Durchstarten nach der Krise

Die seit Mitte der 90er Jahre rückläufige Baukonjunktur in Deutschland bringt nicht nur Umsatzrückgänge in der Schöck Bauteile GmbH, sondern führt auch zu Verlusten in den bauenden Unternehmen. Schöck zieht sich aus den Geschäftsfeldern Rohbau und Schlüsselfertiges Bauen zurück. 2001 kam es zu einer weiteren Zäsur: Schöck trennte sich von der Sparte der Kellerprodukte und konzentriert sich auf die Entwicklung und Vermarktung von Bauteilen für Wärmedämmung und Schallschutz. Nikolaus Wild übernimmt die Geschäftsleitung und leitet mit seinem Geschäftsleitungsteam ein Restrukturierungsprozess ein. Grundlage ist eine neue Unternehmensstrategie mit Internationalisierung und Innovation als elementare Bestandteile. Eine Reihe von Produktneuheiten wird eingeführt und das Auslandsgeschäft vorangetrieben. 2004 schreibt das Unternehmen wieder schwarze Zahlen. 2005 wird in Großbritannien und 2007 in Polen eine neue Gesellschaft gegründet. Mit einem Großauftrag in Moskau expandiert Schöck weiter nach Osten.

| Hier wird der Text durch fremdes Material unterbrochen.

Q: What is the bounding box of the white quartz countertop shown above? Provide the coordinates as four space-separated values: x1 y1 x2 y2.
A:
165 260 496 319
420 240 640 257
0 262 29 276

Neue Technologien für die Zukunft

Die Glasfaserbewehrung „ComBAR" öffnete den internationalen Markt für neue Anwendungen im Hoch- und Tiefbau, wie z.B. Tunnelbau oder Brückenbau. Gleichzeitig baute Schöck ein neues Geschäftsmodell mit Systembalkonen auf. 2007 können Kunden erstmals nicht nur ein Bauteil, sondern eine Komplettlösung für den Balkonbau in Neubau und Sanierung erhalten. Zukunftsweisend wird wir Einführung des Schöck Isokorb XT in 2008. Die neueste Isokorb-Generation erhält in Folge vom Passivhaus-Institut Darmstadt das Zertifikat „Wärmebrückenarme Konstruktion". Somit ist es bei Passivhäusern möglich, auch auskragende Balkone anzuschließen, was für den Architekten eine neu gewonnene Gestaltungsfreiheit bedeutet. Diese Zertifizierung des Passivhaus-Instituts hat inzwischen auch der Isokorb R erhalten. Er wird für den nachträglichen Balkonanschluss in der Gebäudesanierung eingesetzt.

Unabhängigkeit bis heute bewahrt

Als inhabergeführter Mittelständler verfügt das Unternehmen über die notwendige Unabhängigkeit, um schnell auf Trends zu reagieren. Die Schöck Unternehmensgruppe ist nach wie vor im Besitz der Familie Schöck. Sohn Robin Schöck ist Mitglied im Aufsichtsrat der Schöck AG und die Töchter Felicitas sowie Simone Schöck sind gemeinsam mit Ihrer Mutter Sabine in der Eberhard-Schöck-Stiftung aktiv. Eberhard Schöck selbst ist Vorstandsvorsitzender der gleichnamigen Stiftung in Baden-Baden.